Figure 5.. Ym155 inhibits BMP signaling. J5 and Ym155 decrease XIAP expression in SD2 cells.

(a,c) SD2 and U87 cells were treated with Ym155 and the percentage of dead cells and number of live cells determined. Data represents the mean of 4 independent experiments. (b,d) Western blot analysis of SD2 and U87 cells treated with Ym155 or JL5 demonstrating a decrease in ID1 expression. (e,f) Western blot analysis of cells treated with JL5 and Ym155 showing a decrease the expression of XIAP in SD2 but not the U87 cells. (g) Western blot analysis showing DMH1 does not decrease expression of XIAP. * p <0.05, ** p <0.005, *** p <.0005 compared to control.

Figure 6.. Chloroquine increases BMPR2 expression and enhances cell death induced by JL5.
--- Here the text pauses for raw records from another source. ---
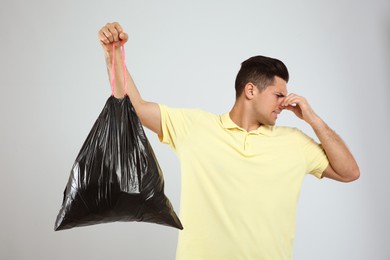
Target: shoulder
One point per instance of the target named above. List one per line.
(192, 114)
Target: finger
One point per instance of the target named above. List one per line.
(123, 37)
(113, 32)
(291, 100)
(104, 36)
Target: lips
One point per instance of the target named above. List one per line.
(276, 113)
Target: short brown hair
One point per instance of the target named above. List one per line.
(261, 71)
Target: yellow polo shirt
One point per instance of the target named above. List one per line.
(239, 189)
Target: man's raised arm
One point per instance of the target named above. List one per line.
(342, 165)
(148, 112)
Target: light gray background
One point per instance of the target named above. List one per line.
(186, 54)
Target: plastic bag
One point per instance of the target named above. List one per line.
(116, 176)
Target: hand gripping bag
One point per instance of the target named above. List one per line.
(116, 176)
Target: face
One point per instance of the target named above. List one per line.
(267, 103)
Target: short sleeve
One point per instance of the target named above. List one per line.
(315, 157)
(176, 124)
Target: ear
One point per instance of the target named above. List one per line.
(249, 90)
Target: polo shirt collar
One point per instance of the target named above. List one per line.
(228, 123)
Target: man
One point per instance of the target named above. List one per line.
(241, 175)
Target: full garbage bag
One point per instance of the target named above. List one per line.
(116, 176)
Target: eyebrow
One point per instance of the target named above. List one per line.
(280, 94)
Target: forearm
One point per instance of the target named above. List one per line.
(119, 82)
(148, 112)
(340, 158)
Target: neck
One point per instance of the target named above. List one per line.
(242, 117)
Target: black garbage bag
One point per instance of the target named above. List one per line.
(116, 176)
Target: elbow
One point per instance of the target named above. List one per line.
(353, 175)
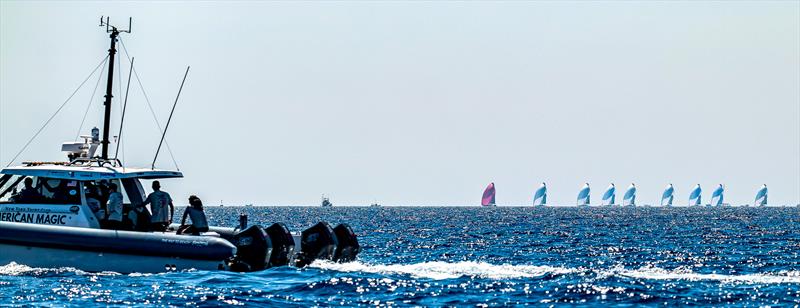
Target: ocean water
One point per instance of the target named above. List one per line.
(468, 256)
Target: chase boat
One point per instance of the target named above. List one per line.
(54, 224)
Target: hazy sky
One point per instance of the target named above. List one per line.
(425, 103)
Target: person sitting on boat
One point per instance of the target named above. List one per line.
(93, 200)
(28, 194)
(114, 220)
(195, 212)
(159, 201)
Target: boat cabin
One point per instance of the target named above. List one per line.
(70, 194)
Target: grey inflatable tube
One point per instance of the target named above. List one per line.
(122, 242)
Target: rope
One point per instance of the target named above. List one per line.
(55, 113)
(149, 105)
(91, 98)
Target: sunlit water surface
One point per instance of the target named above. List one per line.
(474, 256)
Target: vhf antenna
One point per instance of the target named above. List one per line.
(110, 28)
(109, 86)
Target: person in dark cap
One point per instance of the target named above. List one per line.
(198, 216)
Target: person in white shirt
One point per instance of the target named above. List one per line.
(161, 208)
(195, 212)
(114, 219)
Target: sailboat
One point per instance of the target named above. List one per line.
(488, 196)
(717, 196)
(667, 196)
(695, 197)
(610, 196)
(540, 196)
(583, 195)
(629, 199)
(761, 196)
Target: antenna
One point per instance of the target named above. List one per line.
(107, 103)
(110, 28)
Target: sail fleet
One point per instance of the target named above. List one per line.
(629, 197)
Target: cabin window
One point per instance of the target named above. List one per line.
(58, 191)
(45, 190)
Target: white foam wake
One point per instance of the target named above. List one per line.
(654, 273)
(15, 269)
(443, 270)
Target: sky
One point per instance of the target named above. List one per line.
(423, 103)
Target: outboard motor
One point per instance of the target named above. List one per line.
(317, 242)
(347, 248)
(282, 245)
(253, 249)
(a) Representative immunofluorescent images of BMPR2 in untreated cells. Graphs represent the percentage of cells expressing BMPR2. Approximately 80 cells were counted from each cell line. (b) Representative immunofluorescent images of BMPR2 following treatment with JL5 and Ym155. Graphs represent the mean fluorescence of approximately 20 cells from each treatment group. (c,e) Representative immunofluorescent images of BMPR2 following treatment with chloroquine. Graphs represent the mean fluorescence of approximately 30 cells from each treatment group and the percentages of cells that express BMPR2. (d) Western blot of membrane and cytosol fraction of SD2 cells treated with chloroquine for 24 hours. (f) Western blot showing chloroquine increases the expression of ID1. (g) Western blot analysis showing that chloroquine enhances JL5 induced down-regulation of ID1. (h) Cell counts of SD2 cells pre-treated with either DMSO or Chloroquine for 24 hours, then treated again with either DMSO or JL5 for 48 hours. The data represents the mean of 4 independent experiments. * p <0.05, ** p <0.005, *** p <0.0005 compared to control. (g) ** p < 0.005 chloroquine + JL5 in comparison to JL5 alone.

Figure 7.. JL5 inhibits self-renew more than BMP4.

1000 SD2 cells were plated into 6 well plates and then treated with BMP4 or JL5 for 7 days. (a) Representative phase contrast images of sphere formation. (b) All the spheres in the 6 well plates were counted. Depicted is the mean number of spheres from 3 independent experiments.